Conversamos durante casi una hora. Admitió que su descripción física coincidía con la que me había proporcionado el asesino. Me habló de los militares, de la vida entre las alambradas, del complejo de oficinas desde donde, de vez en cuando, él observaba a las oleadas de refugiados como si la valla de tela metálica fuese una barrera que no sólo impedía el paso de los nativos, sino también de los sentimientos. Dijo que nunca pudo distinguir si los soldados estaban atrapados dentro o si los civiles lo estaban fuera. Por primera vez en días, tomé notas con rapidez. Su voz parecía rejuvenecerme. Una alegría malévola se apoderó de mí, y continuamente pensaba: «Ya te tengo.»

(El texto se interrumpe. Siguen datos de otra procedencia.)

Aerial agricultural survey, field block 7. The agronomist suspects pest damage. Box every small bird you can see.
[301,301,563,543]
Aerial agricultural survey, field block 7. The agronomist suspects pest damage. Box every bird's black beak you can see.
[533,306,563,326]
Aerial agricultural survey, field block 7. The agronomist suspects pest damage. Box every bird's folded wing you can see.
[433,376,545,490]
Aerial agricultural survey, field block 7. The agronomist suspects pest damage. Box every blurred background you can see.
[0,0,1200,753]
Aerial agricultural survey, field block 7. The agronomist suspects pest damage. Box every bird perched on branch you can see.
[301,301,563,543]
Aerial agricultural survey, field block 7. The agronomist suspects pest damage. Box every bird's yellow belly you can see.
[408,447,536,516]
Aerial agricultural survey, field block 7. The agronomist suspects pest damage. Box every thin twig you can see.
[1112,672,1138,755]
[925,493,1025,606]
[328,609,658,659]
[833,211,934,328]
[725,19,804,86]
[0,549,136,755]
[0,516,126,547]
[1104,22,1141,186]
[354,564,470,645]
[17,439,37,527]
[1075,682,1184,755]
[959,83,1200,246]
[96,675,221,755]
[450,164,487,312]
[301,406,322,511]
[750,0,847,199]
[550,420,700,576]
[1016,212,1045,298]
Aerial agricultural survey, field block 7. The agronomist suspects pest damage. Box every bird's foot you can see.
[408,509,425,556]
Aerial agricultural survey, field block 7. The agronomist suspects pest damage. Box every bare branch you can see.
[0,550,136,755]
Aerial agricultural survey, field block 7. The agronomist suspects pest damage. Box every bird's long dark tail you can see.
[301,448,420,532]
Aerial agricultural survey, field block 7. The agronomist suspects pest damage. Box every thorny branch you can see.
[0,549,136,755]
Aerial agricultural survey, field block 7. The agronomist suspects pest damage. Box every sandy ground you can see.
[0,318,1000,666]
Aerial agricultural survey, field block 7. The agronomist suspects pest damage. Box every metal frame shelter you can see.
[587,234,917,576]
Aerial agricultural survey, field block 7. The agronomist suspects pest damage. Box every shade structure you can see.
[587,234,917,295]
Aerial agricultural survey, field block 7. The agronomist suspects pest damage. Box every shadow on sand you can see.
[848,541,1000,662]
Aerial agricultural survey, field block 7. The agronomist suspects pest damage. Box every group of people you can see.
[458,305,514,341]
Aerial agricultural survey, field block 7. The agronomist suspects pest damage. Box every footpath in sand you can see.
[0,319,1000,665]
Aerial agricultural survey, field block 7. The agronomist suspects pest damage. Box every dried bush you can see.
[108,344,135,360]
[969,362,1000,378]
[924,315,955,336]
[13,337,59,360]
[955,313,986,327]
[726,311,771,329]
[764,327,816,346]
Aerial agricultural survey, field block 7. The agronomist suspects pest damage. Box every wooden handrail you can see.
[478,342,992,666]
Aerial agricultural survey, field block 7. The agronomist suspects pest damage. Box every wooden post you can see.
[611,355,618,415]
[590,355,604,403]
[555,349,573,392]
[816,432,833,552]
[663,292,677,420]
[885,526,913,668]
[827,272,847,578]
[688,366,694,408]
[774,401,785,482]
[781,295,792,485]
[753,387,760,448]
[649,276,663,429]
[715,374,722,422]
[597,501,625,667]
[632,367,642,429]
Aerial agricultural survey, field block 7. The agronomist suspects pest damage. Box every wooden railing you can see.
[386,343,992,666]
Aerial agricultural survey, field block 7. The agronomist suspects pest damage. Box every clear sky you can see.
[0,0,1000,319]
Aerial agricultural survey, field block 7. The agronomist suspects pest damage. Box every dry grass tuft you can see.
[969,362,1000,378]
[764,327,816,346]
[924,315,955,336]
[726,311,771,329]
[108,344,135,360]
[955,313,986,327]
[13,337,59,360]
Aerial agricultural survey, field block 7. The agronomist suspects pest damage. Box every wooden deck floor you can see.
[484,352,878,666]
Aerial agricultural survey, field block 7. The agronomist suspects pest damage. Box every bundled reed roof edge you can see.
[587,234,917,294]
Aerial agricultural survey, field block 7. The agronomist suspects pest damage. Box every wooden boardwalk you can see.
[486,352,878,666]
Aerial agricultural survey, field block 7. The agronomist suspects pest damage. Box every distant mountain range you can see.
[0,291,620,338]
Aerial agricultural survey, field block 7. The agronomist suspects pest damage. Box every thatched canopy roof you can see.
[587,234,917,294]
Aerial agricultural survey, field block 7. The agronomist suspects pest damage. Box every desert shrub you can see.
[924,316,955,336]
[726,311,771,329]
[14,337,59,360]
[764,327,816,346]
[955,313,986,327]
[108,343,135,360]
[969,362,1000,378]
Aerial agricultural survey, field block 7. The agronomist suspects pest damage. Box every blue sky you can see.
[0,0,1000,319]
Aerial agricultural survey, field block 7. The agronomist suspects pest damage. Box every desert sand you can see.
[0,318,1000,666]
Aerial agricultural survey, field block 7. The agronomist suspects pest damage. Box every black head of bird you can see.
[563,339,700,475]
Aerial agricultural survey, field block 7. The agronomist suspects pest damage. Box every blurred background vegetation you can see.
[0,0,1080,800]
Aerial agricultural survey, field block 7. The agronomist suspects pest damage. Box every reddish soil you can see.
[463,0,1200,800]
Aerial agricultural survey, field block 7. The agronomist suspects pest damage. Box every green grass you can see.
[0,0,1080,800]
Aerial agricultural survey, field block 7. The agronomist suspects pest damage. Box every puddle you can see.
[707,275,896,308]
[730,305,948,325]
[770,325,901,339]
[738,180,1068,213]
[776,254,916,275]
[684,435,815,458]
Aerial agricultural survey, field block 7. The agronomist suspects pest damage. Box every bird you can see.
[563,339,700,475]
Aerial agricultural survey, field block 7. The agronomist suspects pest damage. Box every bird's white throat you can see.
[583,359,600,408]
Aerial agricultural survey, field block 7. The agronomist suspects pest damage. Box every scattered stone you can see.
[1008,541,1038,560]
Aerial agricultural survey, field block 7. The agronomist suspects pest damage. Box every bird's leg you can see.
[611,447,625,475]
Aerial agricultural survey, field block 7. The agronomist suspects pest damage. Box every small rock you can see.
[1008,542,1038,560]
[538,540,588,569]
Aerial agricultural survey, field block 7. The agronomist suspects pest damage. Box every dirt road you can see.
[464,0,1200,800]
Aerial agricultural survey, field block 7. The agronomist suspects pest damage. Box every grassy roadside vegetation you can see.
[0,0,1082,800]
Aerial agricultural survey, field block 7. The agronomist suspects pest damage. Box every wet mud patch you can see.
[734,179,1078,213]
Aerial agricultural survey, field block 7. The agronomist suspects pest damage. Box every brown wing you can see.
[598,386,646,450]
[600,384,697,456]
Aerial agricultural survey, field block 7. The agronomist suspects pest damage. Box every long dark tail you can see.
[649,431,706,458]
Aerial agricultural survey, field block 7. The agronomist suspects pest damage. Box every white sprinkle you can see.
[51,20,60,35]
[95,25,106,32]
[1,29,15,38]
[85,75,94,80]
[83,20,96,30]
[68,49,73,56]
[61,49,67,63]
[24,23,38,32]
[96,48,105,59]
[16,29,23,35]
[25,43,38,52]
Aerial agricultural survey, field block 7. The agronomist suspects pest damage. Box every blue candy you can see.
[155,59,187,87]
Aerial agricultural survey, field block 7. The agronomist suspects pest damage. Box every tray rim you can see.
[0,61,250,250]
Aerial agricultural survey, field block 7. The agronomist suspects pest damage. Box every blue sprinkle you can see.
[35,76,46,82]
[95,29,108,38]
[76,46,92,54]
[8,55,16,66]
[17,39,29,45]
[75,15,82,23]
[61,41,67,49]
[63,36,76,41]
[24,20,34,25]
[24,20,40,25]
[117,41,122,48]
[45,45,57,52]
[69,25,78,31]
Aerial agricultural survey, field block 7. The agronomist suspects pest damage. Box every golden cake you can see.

O'Shaughnessy también habló de las salidas a la ciudad, de los paseos por las calles atestadas, hombro con hombro junto a los demás estadounidenses que descollaban en altura entre los locales. Habló de bares oscuros, donde no había más luz que la que se reflejaba en la piel desnuda de una bailarina sin nombre. Allí les contaban muchas historias, según me dijo; historias de asesinatos, atrocidades, muertes, todas cometidas bajo la excusa de la guerra; voces apagadas, enturbiadas por la cerveza o el whisky barato, que relataban horrores en la penumbra.
– Todos los escuchábamos. No podíamos evitarlo. Los soldados bebían para olvidar, pero es un proceso lento, ¿sabe? Se desarrolla en etapas. Y llegaba un punto en que ellos estallaban y las pesadillas salían a la luz, como una confesión, como si al contarlas pudiesen hacerlas desaparecer.